All of these rows are characterized by:
- **Managed by** = PMO - US  
- **Fulfill via** = From RDC  
- **Vendor Inco Term** = N/A - From RDC  
- **PQ First Sent to Client Date** = Pre-PQ Process  
- **PO Sent to Vendor Date** = N/A - From RDC  

---

 **What do these values mean?**  
- These records represent **internal movements from the RDC warehouse** (not new purchase orders).  
- The process has **not actually started yet** (*Pre-PQ Process*), so there should be **no PQ, PO, or delivery dates**.  
- We **do not need to include them** in calculations such as:  
  - *Delivery delay*  
  - *PO lead time*  
  - *Vendor performance*


In [165]:
#start fill missing dates and avoid flagged rows
#first calculate the difference between the two dates
sc["pq_to_po_days"] = ( sc["po sent to vendor date"] - sc["pq first sent to client date"]).dt.days

In [166]:
#Calculate vendor-level median 
vendor_median_days = sc.groupby("vendor")["pq_to_po_days"].median()

In [167]:
#fiter out the flagged rows and rows with values
valid_rows = sc[(sc["exclude_from_timeline"] == False) & (sc["pq_to_po_days"].notna())]


In [168]:
overall_median_days = valid_rows["pq_to_po_days"].median()
vendor_median_days = vendor_median_days.fillna(overall_median_days)


In [169]:

def handle_missing_dates(row):
    pq = row["pq first sent to client date"]
    po = row["po sent to vendor date"]

    
    if row.get("exclude_from_timeline", False):
        return po

    
    if pd.notna(pq) and pd.isna(po):
        median_days = vendor_median_days.get(row["vendor"], overall_median_days)
        return pq + pd.Timedelta(days=int(median_days))


    if pd.isna(pq) and pd.notna(po):
        return pd.NaT

    return po

sc["po sent to vendor date"] = sc.apply(handle_missing_dates, axis=1)

# Recalculate the difference after filling missing dates
sc["pq_to_po_days"] = (sc["po sent to vendor date"] - sc["pq first sent to client date"]).dt.days


sc["valid_timeline"] = (sc["pq_to_po_days"].notna() & (sc["exclude_from_timeline"] == False))

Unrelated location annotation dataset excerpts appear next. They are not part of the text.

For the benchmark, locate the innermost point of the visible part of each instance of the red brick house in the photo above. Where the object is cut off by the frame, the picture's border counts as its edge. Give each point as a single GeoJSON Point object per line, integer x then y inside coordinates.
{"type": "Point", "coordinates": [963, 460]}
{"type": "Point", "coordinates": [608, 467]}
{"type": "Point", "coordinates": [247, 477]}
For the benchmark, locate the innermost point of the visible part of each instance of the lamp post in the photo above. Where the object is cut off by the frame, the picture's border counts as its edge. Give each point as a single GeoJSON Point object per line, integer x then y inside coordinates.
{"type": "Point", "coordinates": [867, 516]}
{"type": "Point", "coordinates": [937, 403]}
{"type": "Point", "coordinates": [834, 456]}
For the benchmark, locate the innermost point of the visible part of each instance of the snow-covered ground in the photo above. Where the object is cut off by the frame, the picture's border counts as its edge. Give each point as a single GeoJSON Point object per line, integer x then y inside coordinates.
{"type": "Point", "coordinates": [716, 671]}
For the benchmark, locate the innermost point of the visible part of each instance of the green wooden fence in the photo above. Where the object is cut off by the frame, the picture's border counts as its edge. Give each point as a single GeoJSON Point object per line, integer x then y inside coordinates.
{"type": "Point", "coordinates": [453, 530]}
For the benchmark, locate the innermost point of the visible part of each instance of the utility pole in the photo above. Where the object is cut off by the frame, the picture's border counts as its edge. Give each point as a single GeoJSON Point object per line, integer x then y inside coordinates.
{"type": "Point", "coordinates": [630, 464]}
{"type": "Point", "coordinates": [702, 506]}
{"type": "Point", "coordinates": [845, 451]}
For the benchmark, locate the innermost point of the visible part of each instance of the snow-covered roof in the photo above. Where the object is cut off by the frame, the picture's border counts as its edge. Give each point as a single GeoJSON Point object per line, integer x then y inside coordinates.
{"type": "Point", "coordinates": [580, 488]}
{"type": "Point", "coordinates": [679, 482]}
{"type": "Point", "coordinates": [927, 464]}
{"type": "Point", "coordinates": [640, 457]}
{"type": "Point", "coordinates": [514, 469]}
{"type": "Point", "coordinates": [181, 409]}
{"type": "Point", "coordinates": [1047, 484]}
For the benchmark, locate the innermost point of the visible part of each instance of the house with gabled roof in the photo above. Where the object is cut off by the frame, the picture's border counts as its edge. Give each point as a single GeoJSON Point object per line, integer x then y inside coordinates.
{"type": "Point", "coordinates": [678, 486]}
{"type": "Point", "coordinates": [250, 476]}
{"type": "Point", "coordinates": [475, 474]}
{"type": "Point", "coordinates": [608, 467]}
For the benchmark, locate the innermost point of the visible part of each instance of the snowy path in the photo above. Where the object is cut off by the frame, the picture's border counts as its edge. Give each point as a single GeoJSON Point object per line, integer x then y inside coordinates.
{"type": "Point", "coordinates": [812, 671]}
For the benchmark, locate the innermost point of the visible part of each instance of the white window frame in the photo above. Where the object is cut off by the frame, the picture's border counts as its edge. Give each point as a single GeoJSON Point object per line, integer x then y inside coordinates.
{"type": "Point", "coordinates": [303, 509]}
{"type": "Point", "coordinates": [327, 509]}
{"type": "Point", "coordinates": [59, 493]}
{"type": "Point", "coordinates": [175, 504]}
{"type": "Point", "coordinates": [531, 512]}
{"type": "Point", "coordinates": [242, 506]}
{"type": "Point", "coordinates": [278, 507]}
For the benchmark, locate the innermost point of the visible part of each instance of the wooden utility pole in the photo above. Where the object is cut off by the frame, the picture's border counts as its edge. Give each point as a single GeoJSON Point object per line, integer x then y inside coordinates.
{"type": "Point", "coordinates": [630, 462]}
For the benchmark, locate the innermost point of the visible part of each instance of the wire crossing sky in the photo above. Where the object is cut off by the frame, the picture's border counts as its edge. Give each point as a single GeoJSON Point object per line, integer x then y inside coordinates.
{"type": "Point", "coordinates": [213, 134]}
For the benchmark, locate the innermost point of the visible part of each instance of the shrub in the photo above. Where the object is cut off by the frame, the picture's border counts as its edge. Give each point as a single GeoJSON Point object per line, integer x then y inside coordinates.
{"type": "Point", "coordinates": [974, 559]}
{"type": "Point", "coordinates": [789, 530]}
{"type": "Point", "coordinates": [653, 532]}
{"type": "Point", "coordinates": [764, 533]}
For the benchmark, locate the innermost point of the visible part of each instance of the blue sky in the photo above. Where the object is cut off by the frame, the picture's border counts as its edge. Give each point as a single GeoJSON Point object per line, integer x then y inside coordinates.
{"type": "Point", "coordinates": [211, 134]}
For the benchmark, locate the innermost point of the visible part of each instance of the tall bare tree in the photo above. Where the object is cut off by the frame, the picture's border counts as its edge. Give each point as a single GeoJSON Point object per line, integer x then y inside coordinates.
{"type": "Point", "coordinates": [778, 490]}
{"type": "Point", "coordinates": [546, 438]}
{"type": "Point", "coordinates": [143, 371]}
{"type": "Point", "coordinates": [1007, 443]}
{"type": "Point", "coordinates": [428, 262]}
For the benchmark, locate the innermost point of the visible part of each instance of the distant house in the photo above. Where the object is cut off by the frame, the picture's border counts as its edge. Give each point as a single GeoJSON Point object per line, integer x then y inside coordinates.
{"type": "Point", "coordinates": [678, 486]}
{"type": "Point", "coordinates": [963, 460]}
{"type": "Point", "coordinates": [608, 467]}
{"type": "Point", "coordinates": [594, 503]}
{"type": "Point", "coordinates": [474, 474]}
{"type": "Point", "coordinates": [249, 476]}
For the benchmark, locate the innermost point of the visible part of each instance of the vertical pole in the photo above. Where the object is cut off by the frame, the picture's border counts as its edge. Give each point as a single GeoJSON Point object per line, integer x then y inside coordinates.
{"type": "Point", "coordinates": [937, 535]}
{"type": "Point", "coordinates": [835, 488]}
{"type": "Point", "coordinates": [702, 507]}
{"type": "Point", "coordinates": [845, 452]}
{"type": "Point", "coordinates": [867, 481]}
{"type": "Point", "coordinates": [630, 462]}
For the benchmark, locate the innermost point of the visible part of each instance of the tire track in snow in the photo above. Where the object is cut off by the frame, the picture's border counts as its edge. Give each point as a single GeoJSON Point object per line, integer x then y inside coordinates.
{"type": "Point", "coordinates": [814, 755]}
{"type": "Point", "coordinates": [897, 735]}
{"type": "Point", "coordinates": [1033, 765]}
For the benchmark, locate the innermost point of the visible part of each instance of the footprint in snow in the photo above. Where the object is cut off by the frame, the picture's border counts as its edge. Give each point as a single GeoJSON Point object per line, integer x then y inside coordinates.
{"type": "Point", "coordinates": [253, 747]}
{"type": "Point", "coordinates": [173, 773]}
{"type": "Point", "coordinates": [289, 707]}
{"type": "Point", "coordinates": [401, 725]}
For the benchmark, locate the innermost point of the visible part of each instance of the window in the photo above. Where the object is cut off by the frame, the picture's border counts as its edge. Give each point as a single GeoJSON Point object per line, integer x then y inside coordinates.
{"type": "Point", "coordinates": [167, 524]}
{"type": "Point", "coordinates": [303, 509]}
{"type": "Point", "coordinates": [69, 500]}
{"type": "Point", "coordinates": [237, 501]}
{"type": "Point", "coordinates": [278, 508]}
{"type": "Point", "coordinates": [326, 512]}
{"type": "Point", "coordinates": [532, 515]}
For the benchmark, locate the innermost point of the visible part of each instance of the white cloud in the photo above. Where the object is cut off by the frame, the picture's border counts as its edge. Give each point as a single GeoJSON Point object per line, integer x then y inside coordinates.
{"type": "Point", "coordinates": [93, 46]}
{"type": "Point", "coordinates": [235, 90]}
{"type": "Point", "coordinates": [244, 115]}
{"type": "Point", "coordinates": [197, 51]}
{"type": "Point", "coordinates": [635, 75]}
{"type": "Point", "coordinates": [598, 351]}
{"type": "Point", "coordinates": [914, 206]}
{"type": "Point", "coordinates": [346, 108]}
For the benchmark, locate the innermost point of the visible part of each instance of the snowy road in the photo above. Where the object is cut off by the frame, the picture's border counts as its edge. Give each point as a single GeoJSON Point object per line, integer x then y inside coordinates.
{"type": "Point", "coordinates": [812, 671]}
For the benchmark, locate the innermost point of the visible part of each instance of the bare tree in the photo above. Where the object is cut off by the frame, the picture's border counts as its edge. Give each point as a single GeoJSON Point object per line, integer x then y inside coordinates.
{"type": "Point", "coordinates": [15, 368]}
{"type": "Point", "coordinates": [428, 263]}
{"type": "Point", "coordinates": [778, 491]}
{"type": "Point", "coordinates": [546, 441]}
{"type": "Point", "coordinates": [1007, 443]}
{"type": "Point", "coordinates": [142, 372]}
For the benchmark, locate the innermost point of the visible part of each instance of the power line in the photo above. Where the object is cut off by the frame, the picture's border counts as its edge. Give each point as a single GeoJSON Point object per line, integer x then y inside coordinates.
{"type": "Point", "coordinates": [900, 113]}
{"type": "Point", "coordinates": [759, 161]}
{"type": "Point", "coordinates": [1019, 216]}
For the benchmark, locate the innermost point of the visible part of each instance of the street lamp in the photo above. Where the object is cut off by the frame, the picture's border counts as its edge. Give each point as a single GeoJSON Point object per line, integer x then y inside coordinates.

sc["valid_timeline"].value_counts()

valid_timeline
True     7643
False    2681
Name: count, dtype: int64

#Remember to use >>>> valid_timeline == True >>>> in any timeline analysis to ensure the data is valid and complete.


In [170]:
#2 numerical columns are of object type ( weight (kilograms),freight cost (usd) )
# change to numeric and convert text values by Nan
sc['weight (kilograms)'] = pd.to_numeric(sc['weight (kilograms)'], errors='coerce')
sc['freight cost (usd)'] = pd.to_numeric(sc['freight cost (usd)'], errors='coerce')
sc[['freight cost (usd)', 'weight (kilograms)']].head(10)

Unnamed: 0,freight cost (usd),weight (kilograms)
0,780.34,13.0
1,4521.5,358.0
2,1653.78,171.0
3,16007.06,1855.0
4,45450.08,7590.0
5,5920.42,504.0
6,,328.0
7,6212.41,1478.0
8,,
9,,643.0


In [171]:
#check for null values
sc[['freight cost (usd)', 'weight (kilograms)']].isna().sum()

freight cost (usd)    4126
weight (kilograms)    3952
dtype: int64

In [172]:
#get bsck to the original data to get values with (freight included) in the freight cost (usd) column
#keep the original column for review
df["freight cost (usd)_original"] = df["freight cost (usd)"]

#make flag for those with "freight included" in the freight cost (usd) column
df["freight_included_flag"] = df["freight cost (usd)_original"].astype(str).str.contains(
    "freight included", case=False, na=False
)

df["freight cost (usd)"] = pd.to_numeric(df["freight cost (usd)_original"], errors="coerce")


#Now 3 columns for freight cost (usd) are created:
# 1. freight cost (usd)_original: the original values with "freight included"
# 2. freight cost (usd): the numeric values after conversion    
# 3. freight_included_flag: a boolean flag indicating if "freight included" was present 

#filter the rows where freight cost is missing and freight_included_flag is True
freight_missing_included = df[df["freight cost (usd)"].isna() & df["freight_included_flag"]]

In [173]:
#Now, again, do the same for the cleaned dataframe
sc["freight cost (usd)_original"] = df["freight cost (usd)_original"]
sc["freight_included_flag"] = df["freight_included_flag"]

In [None]:
sc["freight_included_flag"].value_counts()
#so we have 1442 rows with "freight included" in the freight cost (usd) column. It will be missing but still meaningful. 

freight_included_flag
False    8882
True     1442
Name: count, dtype: int64

In [175]:
sc[['freight cost (usd)', 'weight (kilograms)']].isna().sum()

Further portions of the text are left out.